Kevin Stock and etc. proposed a framework for data reuse via associative reordering. It is target on higher order stencil computations. High order means the ratio of arithmetic operations to the number of distinct data accessed is high. With this feature, high order stencil computations seem to have more potential of parallelism which should achieve better performance than the bandwidth bounded low order stencil computations. But on the contrary, the performance will decrease with higher order because of increasing register pressure. For example, a N*N stencil computations, there will be N*(N-1) register reuses by each moving step. So the greater the N is, the more likely register spilling will happen.

Focused on this problem, Kevin proposed a compiler framework which they claim the first for enhancing locality by exploit the associativity of operations.

They characterize  stencil computations by a read set and a write set. The computation can be model by many-to-many set of edges from the read set to write set. For the original unoptimized stencil computation: out[i][j] + = in[i+ii][j+jj] * w[ii][jj] (-k<=ii<=k). It can be see as a read set [i-k,i+k][j-k,j+k] mapping to [i][j] with all the edges in a Cartesian space. As the computations in this stencil computation can be organized in any order, so the edges can be moved around.

for (i = 1; i < N – 1; i++) {

S1:   OUT[i]    =  W[0] * IN[i – 1];

S2:   OUT[i] +=  W[1] * IN[i];

S3:   OUT[i] +=  W[2] * IN[i+1];

}

They proposed a abstract representation of the stencil computations. For statement S surrounded by P loops, the iteration set can be represented by:

I_S  = { i, j, k, … |a₁<=i<=b₁, a₁<=j<=b₁, a₁<=k<=b₁}

Such as: I_S1  = { i |1 <= i < N-1}

For statement S: A[i][j-2] = …, data accessed can be represented by:

f^A_S  : (i, j – 2)

Such as: IN[i – 1] in S1,  f^IN_S1  : (i-1)

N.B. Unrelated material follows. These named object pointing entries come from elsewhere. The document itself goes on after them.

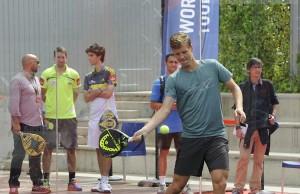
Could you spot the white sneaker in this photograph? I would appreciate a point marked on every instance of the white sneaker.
(102, 188)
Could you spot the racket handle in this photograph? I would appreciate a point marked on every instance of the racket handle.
(130, 139)
(139, 138)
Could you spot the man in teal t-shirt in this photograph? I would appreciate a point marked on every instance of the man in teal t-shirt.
(195, 88)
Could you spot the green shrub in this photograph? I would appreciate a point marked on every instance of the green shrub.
(252, 28)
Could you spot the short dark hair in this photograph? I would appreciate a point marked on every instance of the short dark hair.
(169, 55)
(60, 49)
(97, 50)
(179, 39)
(254, 61)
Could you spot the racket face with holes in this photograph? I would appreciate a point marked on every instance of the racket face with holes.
(108, 120)
(112, 142)
(33, 144)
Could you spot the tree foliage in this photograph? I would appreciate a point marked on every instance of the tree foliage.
(257, 28)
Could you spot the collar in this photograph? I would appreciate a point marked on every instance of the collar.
(66, 67)
(260, 82)
(28, 75)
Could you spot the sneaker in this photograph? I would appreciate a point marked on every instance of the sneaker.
(46, 183)
(102, 188)
(237, 191)
(74, 186)
(161, 188)
(40, 190)
(13, 190)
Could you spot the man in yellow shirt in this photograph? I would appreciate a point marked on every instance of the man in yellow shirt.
(60, 85)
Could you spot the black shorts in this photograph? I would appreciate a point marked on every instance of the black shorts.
(67, 133)
(195, 151)
(165, 140)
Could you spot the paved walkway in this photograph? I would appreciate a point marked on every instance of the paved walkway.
(88, 180)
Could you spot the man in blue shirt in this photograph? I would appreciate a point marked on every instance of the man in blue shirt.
(172, 121)
(195, 89)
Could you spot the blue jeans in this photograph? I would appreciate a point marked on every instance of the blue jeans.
(18, 156)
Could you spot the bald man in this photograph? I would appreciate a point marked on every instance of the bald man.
(25, 108)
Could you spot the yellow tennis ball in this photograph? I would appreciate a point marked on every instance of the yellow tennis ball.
(164, 129)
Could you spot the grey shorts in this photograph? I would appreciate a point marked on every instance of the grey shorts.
(67, 133)
(165, 140)
(195, 151)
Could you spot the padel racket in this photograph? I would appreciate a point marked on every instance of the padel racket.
(108, 120)
(33, 144)
(112, 142)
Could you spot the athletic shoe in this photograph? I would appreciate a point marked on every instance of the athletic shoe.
(237, 191)
(161, 188)
(74, 186)
(40, 190)
(46, 183)
(102, 188)
(13, 190)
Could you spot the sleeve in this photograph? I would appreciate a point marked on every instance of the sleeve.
(76, 82)
(155, 93)
(43, 80)
(86, 86)
(274, 99)
(224, 74)
(14, 98)
(170, 89)
(112, 77)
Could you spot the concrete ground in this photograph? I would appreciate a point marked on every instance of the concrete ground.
(88, 180)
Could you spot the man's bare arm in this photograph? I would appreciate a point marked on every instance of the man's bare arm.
(158, 117)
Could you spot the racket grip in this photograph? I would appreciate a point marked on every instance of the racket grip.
(130, 139)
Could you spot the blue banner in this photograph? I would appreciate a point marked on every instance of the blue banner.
(185, 16)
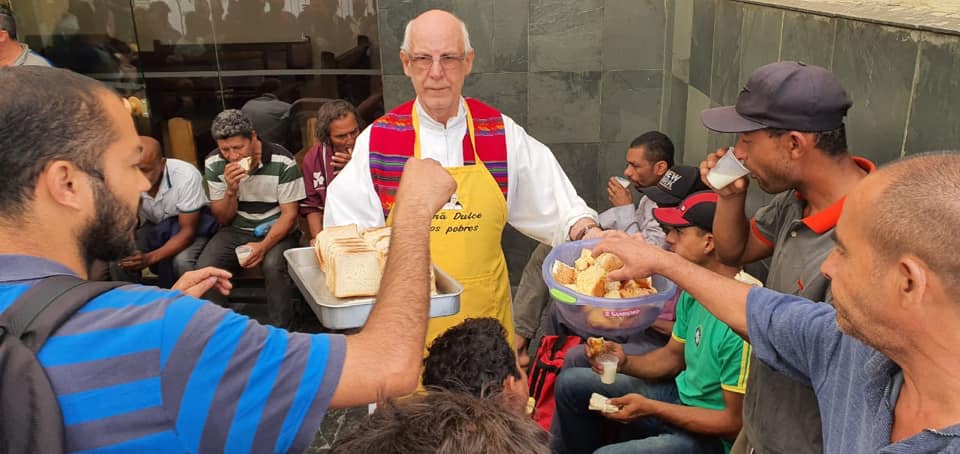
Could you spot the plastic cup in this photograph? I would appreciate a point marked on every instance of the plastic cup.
(727, 170)
(243, 253)
(608, 363)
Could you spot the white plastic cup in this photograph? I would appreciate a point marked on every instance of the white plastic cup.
(727, 170)
(243, 253)
(608, 363)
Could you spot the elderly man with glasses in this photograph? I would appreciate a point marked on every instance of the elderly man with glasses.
(503, 174)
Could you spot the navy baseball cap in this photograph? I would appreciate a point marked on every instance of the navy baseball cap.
(675, 185)
(785, 95)
(697, 209)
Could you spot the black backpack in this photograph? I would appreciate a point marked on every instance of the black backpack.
(30, 419)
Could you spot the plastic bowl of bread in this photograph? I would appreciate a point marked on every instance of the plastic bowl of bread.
(592, 303)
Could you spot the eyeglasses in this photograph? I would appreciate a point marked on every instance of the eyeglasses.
(447, 61)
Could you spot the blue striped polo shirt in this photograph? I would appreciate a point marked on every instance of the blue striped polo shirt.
(143, 369)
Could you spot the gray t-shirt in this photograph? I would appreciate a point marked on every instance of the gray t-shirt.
(856, 386)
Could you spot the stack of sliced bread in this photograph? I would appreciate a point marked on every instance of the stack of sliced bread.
(353, 260)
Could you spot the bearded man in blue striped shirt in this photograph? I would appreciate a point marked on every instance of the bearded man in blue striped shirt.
(143, 369)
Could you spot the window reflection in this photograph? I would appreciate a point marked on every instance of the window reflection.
(190, 59)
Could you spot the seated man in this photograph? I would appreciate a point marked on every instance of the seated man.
(648, 158)
(475, 358)
(338, 125)
(443, 422)
(700, 410)
(253, 183)
(175, 225)
(270, 115)
(678, 183)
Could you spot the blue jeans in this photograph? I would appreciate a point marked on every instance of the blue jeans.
(578, 430)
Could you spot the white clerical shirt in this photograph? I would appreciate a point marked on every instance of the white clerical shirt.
(541, 201)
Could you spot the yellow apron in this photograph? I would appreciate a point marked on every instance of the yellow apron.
(465, 242)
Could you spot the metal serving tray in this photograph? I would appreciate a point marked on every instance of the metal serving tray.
(347, 313)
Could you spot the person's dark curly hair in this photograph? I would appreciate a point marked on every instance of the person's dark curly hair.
(473, 357)
(333, 111)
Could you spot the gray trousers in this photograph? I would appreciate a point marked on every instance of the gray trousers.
(220, 252)
(532, 298)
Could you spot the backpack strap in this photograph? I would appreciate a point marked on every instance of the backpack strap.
(36, 314)
(30, 416)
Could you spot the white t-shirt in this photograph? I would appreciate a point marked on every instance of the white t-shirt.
(181, 191)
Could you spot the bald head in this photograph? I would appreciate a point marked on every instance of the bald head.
(914, 210)
(435, 22)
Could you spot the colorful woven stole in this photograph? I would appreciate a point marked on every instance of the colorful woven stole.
(392, 139)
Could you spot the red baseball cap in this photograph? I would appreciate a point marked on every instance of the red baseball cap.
(697, 209)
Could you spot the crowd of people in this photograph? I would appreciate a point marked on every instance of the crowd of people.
(845, 346)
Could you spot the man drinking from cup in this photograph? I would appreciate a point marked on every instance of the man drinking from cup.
(791, 137)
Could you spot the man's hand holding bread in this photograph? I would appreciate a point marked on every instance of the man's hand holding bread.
(232, 174)
(257, 252)
(611, 348)
(425, 186)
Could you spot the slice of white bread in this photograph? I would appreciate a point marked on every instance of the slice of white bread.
(599, 402)
(585, 260)
(353, 272)
(609, 262)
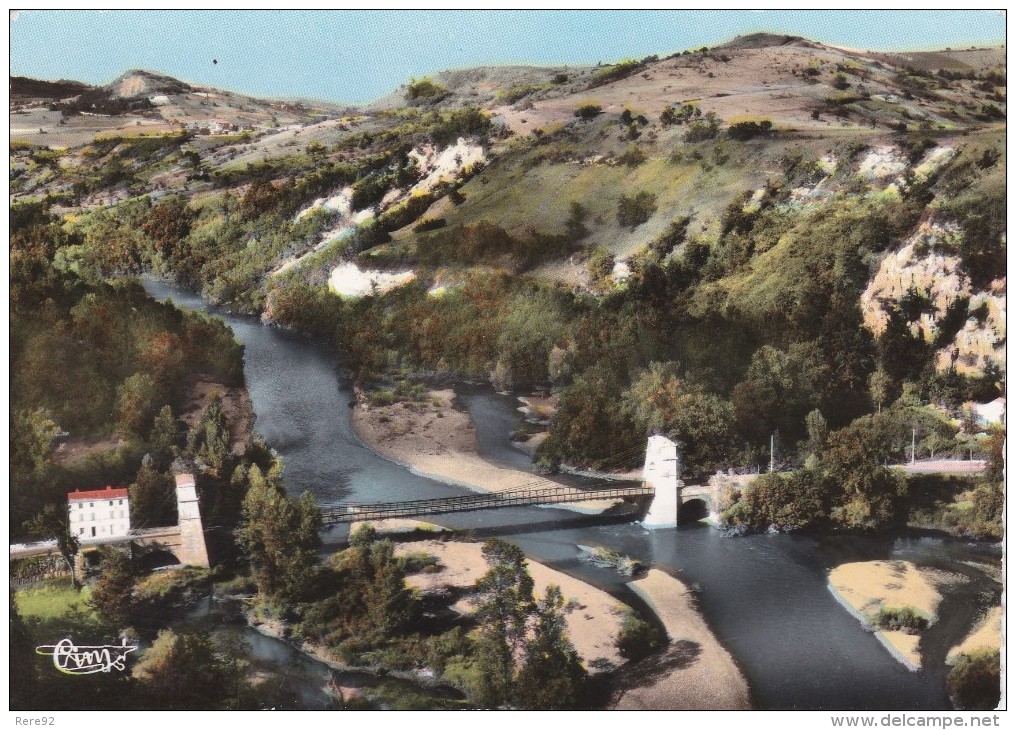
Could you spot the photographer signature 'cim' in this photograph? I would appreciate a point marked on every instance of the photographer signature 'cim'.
(71, 659)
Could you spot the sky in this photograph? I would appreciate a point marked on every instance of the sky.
(357, 56)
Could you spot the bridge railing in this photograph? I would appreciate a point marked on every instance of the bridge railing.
(333, 514)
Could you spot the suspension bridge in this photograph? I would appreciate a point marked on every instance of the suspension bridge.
(335, 514)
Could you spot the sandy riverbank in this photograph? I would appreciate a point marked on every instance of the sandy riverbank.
(695, 672)
(865, 588)
(593, 616)
(438, 441)
(986, 636)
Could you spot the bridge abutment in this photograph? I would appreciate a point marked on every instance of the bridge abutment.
(192, 549)
(660, 472)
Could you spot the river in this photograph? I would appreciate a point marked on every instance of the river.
(764, 596)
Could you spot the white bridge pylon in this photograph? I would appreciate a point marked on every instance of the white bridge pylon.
(662, 465)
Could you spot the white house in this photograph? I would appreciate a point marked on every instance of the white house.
(99, 514)
(990, 413)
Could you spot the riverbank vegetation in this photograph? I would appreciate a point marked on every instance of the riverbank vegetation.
(512, 651)
(97, 362)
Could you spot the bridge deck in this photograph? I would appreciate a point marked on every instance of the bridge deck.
(334, 514)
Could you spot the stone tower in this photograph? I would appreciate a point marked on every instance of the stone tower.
(193, 550)
(662, 465)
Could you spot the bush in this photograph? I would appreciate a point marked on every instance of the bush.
(425, 89)
(635, 209)
(702, 129)
(907, 619)
(974, 682)
(747, 130)
(588, 111)
(430, 224)
(632, 156)
(638, 639)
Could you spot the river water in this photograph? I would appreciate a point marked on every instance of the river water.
(765, 596)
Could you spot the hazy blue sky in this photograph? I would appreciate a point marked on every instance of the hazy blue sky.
(356, 56)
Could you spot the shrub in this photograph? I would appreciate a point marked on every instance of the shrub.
(632, 156)
(638, 639)
(906, 619)
(600, 264)
(680, 115)
(702, 129)
(588, 111)
(430, 224)
(747, 130)
(425, 89)
(974, 682)
(620, 70)
(635, 209)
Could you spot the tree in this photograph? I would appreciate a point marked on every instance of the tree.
(638, 639)
(779, 388)
(504, 603)
(387, 601)
(588, 111)
(818, 432)
(660, 402)
(552, 676)
(278, 535)
(852, 462)
(20, 654)
(32, 435)
(152, 496)
(209, 440)
(880, 384)
(113, 592)
(975, 680)
(136, 402)
(164, 439)
(181, 671)
(635, 209)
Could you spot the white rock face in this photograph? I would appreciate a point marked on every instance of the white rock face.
(882, 163)
(443, 166)
(622, 271)
(927, 266)
(827, 163)
(341, 203)
(933, 161)
(350, 280)
(918, 266)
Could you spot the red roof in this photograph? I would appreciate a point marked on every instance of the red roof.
(108, 493)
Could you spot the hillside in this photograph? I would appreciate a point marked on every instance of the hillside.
(760, 230)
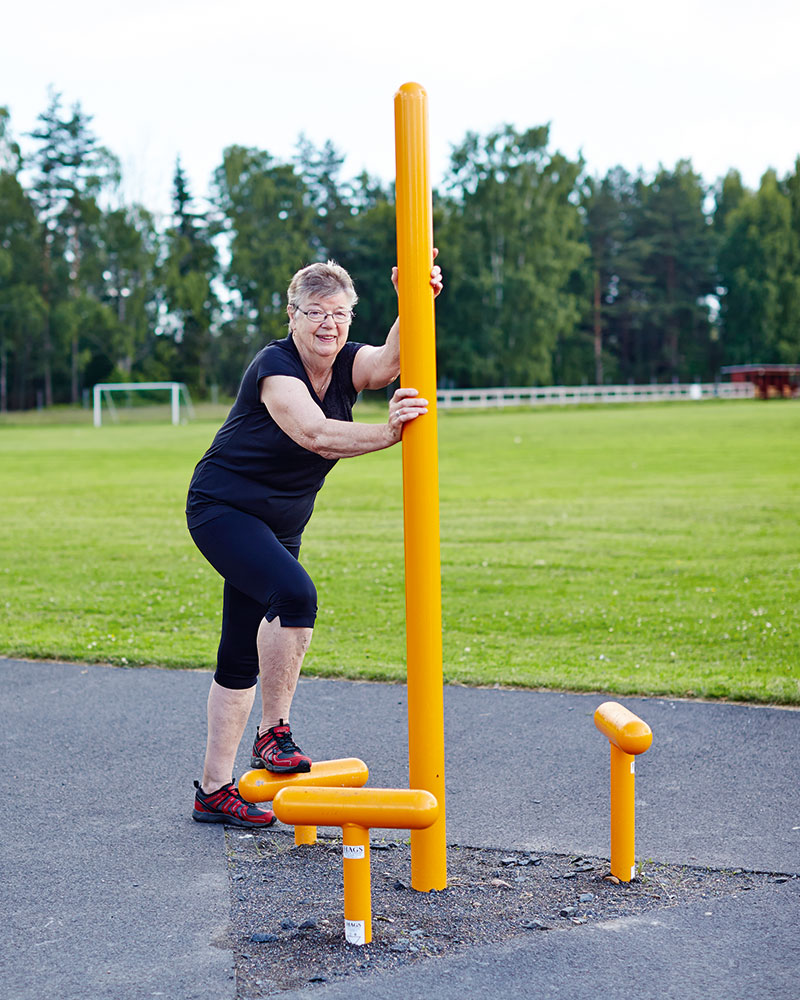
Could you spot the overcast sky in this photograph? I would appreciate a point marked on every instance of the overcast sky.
(631, 83)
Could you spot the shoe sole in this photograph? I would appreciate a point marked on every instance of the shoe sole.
(302, 768)
(200, 817)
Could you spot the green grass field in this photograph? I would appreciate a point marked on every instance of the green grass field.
(644, 548)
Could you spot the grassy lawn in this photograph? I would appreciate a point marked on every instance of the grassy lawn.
(647, 548)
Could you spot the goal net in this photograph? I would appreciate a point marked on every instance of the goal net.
(178, 395)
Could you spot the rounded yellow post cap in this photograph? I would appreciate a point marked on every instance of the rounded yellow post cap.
(260, 785)
(625, 730)
(391, 808)
(410, 90)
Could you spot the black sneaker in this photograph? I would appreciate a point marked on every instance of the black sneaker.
(278, 752)
(227, 806)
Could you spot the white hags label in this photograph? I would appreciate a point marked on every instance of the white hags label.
(354, 932)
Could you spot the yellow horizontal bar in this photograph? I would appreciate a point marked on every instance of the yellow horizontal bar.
(261, 785)
(392, 808)
(624, 729)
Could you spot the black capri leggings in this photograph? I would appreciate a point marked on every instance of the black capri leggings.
(263, 579)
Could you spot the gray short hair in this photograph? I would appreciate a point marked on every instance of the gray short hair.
(320, 281)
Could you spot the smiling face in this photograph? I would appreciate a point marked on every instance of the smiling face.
(320, 342)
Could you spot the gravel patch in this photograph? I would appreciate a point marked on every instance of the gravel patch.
(287, 904)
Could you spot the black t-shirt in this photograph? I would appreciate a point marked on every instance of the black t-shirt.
(253, 465)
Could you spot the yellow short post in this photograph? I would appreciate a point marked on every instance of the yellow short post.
(628, 736)
(420, 480)
(357, 811)
(260, 785)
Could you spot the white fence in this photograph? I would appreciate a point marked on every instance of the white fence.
(561, 395)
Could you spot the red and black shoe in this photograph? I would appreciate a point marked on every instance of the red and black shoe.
(278, 752)
(227, 806)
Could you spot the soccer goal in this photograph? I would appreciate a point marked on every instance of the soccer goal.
(104, 390)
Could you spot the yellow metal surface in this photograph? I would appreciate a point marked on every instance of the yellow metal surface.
(357, 888)
(623, 823)
(260, 785)
(420, 479)
(624, 729)
(392, 808)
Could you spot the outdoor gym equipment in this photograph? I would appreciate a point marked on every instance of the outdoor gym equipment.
(357, 811)
(628, 736)
(420, 480)
(260, 785)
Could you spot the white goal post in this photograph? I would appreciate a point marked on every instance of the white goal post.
(103, 390)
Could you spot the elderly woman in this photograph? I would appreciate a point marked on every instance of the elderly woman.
(250, 497)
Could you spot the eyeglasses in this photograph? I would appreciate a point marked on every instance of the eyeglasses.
(340, 316)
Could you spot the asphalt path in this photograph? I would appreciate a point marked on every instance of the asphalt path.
(111, 891)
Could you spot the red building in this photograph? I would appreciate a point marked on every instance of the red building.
(771, 381)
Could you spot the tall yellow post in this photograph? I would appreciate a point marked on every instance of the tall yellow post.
(420, 480)
(628, 736)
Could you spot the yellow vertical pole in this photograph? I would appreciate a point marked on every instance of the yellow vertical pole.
(623, 823)
(420, 480)
(357, 886)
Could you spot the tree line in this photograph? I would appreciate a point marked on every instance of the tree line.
(553, 276)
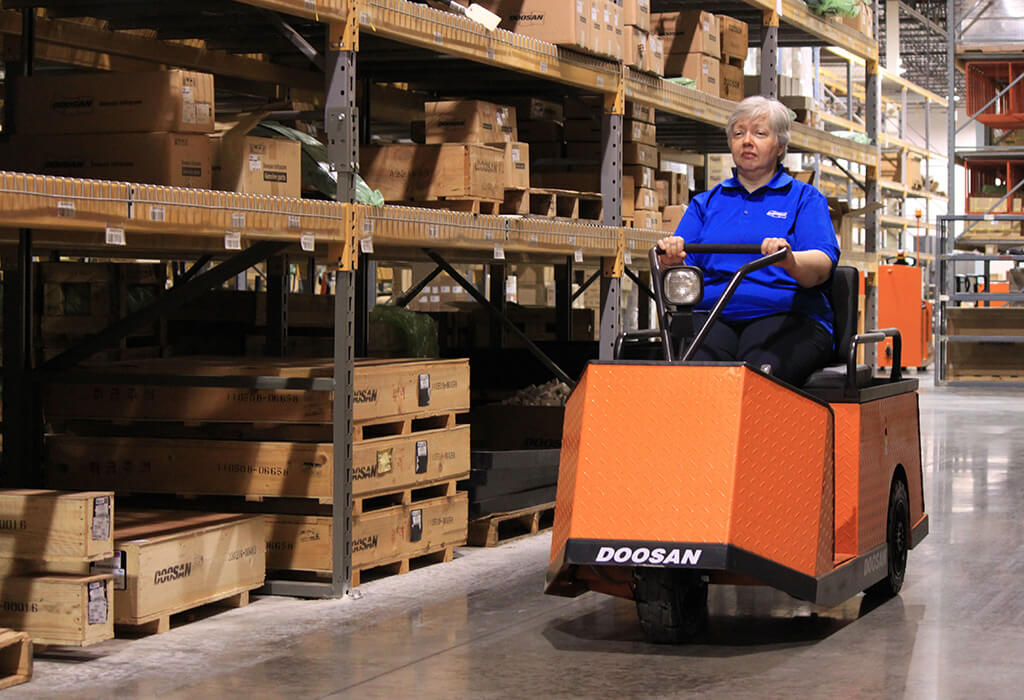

For S surrounded by P loops, Program execution order can be represented with a vector with length 2 * P + 1. The odd elements in the vector are scalars indicate the interleaving of loops and statements, the even elements are the affine expression of the surrounding loops.

Ts = {a, i, b, j, c, k, d, …}   (i,j,k are affine expression, a, b, c, d are scalars)

Such as:

T_S1 : (0,i,0)  T_S2 : (0,i,1)   T_S3 : (0,i,2)

With this representation, loop transformation can be seen as mapping the original execution orders T to a new T’.